Following a nine-win season — the program’s first single-digit victory total in 37 years — that didn’t surprise coach Ray Shovlain.

But, the Fighting Bees’ 35th-year coach believes his 2017-18 team has the potential to surprise.

“I like the way this team is working,’’ Shovlain said. “We have a lot of areas where we need to get better but these guys are putting in the work.’’

St. Ambrose returns just two players who averaged more than 20 minutes per game a year ago, guards Jake Meeske and Lee Hardrick.

Both averaged about eight points per game and will be at the core of what the Fighting Bees are attempting to accomplish.

Meeske, a sophomore from United Township, said St. Ambrose will continue to push the tempo but will work toward better shot selection within possessions.
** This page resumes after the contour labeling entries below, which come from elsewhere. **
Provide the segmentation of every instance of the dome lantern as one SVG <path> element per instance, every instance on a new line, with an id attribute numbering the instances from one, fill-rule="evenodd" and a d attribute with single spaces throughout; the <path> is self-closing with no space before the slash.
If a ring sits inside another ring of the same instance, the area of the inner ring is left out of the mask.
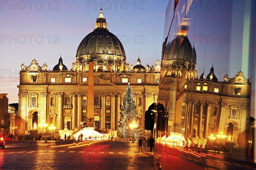
<path id="1" fill-rule="evenodd" d="M 107 29 L 107 23 L 106 22 L 106 18 L 103 17 L 102 14 L 102 9 L 101 8 L 99 16 L 96 18 L 96 23 L 95 23 L 95 30 L 98 29 Z"/>

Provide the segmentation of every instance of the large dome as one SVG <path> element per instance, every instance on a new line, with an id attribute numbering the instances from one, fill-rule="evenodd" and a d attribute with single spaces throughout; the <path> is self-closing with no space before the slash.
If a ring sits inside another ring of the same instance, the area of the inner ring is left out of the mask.
<path id="1" fill-rule="evenodd" d="M 187 36 L 179 35 L 168 46 L 171 49 L 172 59 L 196 64 L 195 50 L 192 47 Z"/>
<path id="2" fill-rule="evenodd" d="M 125 58 L 124 47 L 115 35 L 107 30 L 95 29 L 84 38 L 76 57 L 106 54 Z"/>
<path id="3" fill-rule="evenodd" d="M 125 61 L 125 53 L 118 38 L 107 29 L 106 18 L 102 9 L 95 23 L 96 28 L 81 41 L 77 49 L 76 61 L 83 61 L 91 59 L 96 60 L 98 64 L 108 64 L 115 61 Z"/>

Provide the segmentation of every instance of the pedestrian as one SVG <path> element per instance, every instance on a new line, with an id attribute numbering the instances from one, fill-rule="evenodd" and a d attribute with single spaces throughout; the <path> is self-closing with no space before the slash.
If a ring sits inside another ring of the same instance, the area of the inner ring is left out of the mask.
<path id="1" fill-rule="evenodd" d="M 154 139 L 152 135 L 150 137 L 149 141 L 150 151 L 150 152 L 152 152 L 152 149 L 153 148 L 154 152 Z"/>
<path id="2" fill-rule="evenodd" d="M 139 153 L 140 153 L 140 151 L 141 149 L 141 152 L 143 153 L 143 149 L 142 148 L 143 145 L 143 141 L 142 141 L 142 138 L 141 137 L 140 137 L 140 139 L 139 139 Z"/>
<path id="3" fill-rule="evenodd" d="M 82 141 L 83 140 L 83 136 L 84 135 L 83 135 L 83 134 L 82 134 L 82 133 L 81 133 L 81 141 Z"/>

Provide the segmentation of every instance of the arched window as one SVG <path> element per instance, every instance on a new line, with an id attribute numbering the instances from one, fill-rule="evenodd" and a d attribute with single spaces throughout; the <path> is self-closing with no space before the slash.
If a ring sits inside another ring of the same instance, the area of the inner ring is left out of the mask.
<path id="1" fill-rule="evenodd" d="M 36 105 L 36 98 L 35 97 L 32 97 L 31 98 L 31 106 L 35 106 Z"/>
<path id="2" fill-rule="evenodd" d="M 213 107 L 212 108 L 212 115 L 216 115 L 217 114 L 217 107 Z"/>
<path id="3" fill-rule="evenodd" d="M 66 98 L 66 105 L 70 105 L 70 98 L 69 97 L 67 97 Z"/>
<path id="4" fill-rule="evenodd" d="M 106 121 L 106 128 L 108 127 L 110 128 L 110 121 Z"/>
<path id="5" fill-rule="evenodd" d="M 236 109 L 232 109 L 232 115 L 231 118 L 236 118 Z"/>
<path id="6" fill-rule="evenodd" d="M 186 104 L 185 104 L 185 103 L 183 103 L 182 104 L 182 106 L 181 107 L 181 112 L 185 112 L 185 106 L 186 106 Z"/>
<path id="7" fill-rule="evenodd" d="M 195 104 L 195 112 L 196 113 L 198 112 L 198 104 Z"/>
<path id="8" fill-rule="evenodd" d="M 55 98 L 52 97 L 51 98 L 51 105 L 53 106 L 55 105 Z"/>
<path id="9" fill-rule="evenodd" d="M 138 98 L 138 105 L 141 106 L 141 98 Z"/>
<path id="10" fill-rule="evenodd" d="M 205 105 L 203 106 L 203 113 L 205 114 Z"/>
<path id="11" fill-rule="evenodd" d="M 86 97 L 83 98 L 83 106 L 86 106 L 87 105 L 87 98 Z"/>
<path id="12" fill-rule="evenodd" d="M 110 98 L 109 97 L 107 97 L 106 99 L 106 105 L 110 106 Z"/>
<path id="13" fill-rule="evenodd" d="M 99 105 L 99 99 L 98 97 L 95 97 L 94 98 L 94 105 Z"/>

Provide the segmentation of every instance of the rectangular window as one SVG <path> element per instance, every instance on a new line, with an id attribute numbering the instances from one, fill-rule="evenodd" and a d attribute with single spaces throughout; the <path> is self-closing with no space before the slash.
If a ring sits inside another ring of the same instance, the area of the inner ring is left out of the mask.
<path id="1" fill-rule="evenodd" d="M 122 78 L 122 83 L 128 83 L 128 78 Z"/>
<path id="2" fill-rule="evenodd" d="M 83 77 L 83 82 L 84 82 L 84 81 L 87 81 L 87 77 Z"/>
<path id="3" fill-rule="evenodd" d="M 142 82 L 141 78 L 137 78 L 137 83 L 141 83 L 141 82 Z"/>
<path id="4" fill-rule="evenodd" d="M 235 87 L 234 89 L 233 95 L 240 95 L 241 92 L 241 88 L 240 87 Z"/>
<path id="5" fill-rule="evenodd" d="M 196 86 L 196 90 L 198 90 L 198 91 L 200 91 L 200 90 L 201 90 L 201 86 Z"/>
<path id="6" fill-rule="evenodd" d="M 83 100 L 83 106 L 86 106 L 87 105 L 87 100 Z"/>
<path id="7" fill-rule="evenodd" d="M 71 82 L 71 78 L 65 78 L 65 82 L 66 83 L 70 83 Z"/>
<path id="8" fill-rule="evenodd" d="M 31 76 L 31 82 L 36 82 L 36 75 L 32 75 Z"/>
<path id="9" fill-rule="evenodd" d="M 106 105 L 107 106 L 110 106 L 110 99 L 106 100 Z"/>
<path id="10" fill-rule="evenodd" d="M 208 90 L 208 86 L 203 86 L 203 90 L 207 91 Z"/>
<path id="11" fill-rule="evenodd" d="M 160 76 L 156 76 L 156 79 L 155 80 L 155 82 L 156 83 L 159 83 L 159 80 L 160 79 Z"/>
“When we ran our offense last year, we did a decent job of shooting the ball. When we came down and put up the first shot we saw, the percentages weren’t good,’’ said Meeske, the Bees’ top returning scorer at 8.3 points per game.

“The coaches have talked a lot about that and we need to do a better job in our half-court sets. That’s where it starts for us.’’
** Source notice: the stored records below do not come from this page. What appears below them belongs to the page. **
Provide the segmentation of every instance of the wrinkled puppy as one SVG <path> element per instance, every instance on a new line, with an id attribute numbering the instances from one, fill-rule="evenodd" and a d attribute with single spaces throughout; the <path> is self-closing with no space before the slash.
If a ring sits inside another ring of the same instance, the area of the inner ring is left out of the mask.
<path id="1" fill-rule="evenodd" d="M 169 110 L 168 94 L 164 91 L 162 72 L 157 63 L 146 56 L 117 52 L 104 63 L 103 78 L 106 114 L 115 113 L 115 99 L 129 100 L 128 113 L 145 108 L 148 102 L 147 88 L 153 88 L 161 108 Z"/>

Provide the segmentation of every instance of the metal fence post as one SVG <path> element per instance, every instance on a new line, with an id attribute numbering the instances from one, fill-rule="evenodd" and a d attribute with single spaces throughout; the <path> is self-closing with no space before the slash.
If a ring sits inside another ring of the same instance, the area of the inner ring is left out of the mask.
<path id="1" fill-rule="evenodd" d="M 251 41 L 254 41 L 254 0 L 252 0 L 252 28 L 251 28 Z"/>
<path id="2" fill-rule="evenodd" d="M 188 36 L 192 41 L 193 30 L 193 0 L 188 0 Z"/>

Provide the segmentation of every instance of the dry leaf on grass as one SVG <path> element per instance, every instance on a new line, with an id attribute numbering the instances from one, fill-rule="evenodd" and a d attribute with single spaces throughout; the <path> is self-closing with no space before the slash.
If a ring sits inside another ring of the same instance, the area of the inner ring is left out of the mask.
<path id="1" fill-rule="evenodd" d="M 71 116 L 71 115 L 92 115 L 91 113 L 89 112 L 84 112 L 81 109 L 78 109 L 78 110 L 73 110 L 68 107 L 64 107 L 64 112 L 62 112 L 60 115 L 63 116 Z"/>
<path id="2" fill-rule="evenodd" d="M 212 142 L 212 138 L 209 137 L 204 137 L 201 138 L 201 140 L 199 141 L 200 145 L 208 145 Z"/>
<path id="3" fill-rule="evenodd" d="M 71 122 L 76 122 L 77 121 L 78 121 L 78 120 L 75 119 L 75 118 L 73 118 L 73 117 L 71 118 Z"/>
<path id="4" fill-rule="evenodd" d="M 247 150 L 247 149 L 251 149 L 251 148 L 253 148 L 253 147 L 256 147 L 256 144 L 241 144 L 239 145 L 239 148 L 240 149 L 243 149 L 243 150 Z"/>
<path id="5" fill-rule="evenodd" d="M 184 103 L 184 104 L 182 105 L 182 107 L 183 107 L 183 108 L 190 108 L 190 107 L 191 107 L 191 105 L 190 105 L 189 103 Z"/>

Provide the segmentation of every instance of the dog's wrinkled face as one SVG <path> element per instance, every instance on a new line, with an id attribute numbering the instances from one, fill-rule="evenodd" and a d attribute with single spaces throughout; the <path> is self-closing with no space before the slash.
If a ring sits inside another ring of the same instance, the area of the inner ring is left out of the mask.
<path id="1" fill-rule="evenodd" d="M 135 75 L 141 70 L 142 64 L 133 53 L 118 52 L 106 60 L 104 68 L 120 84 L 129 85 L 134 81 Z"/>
Hardrick senses that as well and the senior, who averaged 7.8 points last season, likes the intensity he sees developing within a team that expects contributions from at least a half-dozen freshmen as well as junior college transfer Alex Portwood, a 6-foot-4 wing from Lincoln Land Community College.

“The sense of urgency and the intensity level, it’s different,’’ Hardrick said. “The guys who have come in are good players and they’ve helped create the right atmosphere for us to be successful.’’

Shovlain expects to ultimately settle on a rotation of 10 or 11 players, including newcomers who will provide the Bees with some size to complement returning forward Blake Buls and center Greg Wagner.

“There will be times when we will be able to put five guys on the floor between 6-3 and 6-5 who can run and can do some things inside,’’ Shovlain said. “We’re going to need contributions from a lot of players, both in terms of scoring and rebounding.’’

The Bees have added a 2-3 matchup zone to their repertoire of defenses and Shovlain hopes that will help keep opposing offenses more off-alance.

Wagner, a 6-7 senior, sees potential as St. Ambrose coaches mix and match lineup combinations throughout the preseason.

“The new guys have added a different dynamic to our team and there is some good, young talent here,’’ he said. “They’ll learn a lot this year, and I don’t think we’ll have that one or two guys who will be the guy, it’s going to take something from everybody.’’

Meeske believes that will be the best way for St. Ambrose to work its way back into the win column more frequently after losing seven games by six points or less a year ago.

“We all want to get back to the 20-win seasons that are the norm around here and after losing a lot of close games last season, it’s going to take a team effort to make it all work,’’ Meeske said.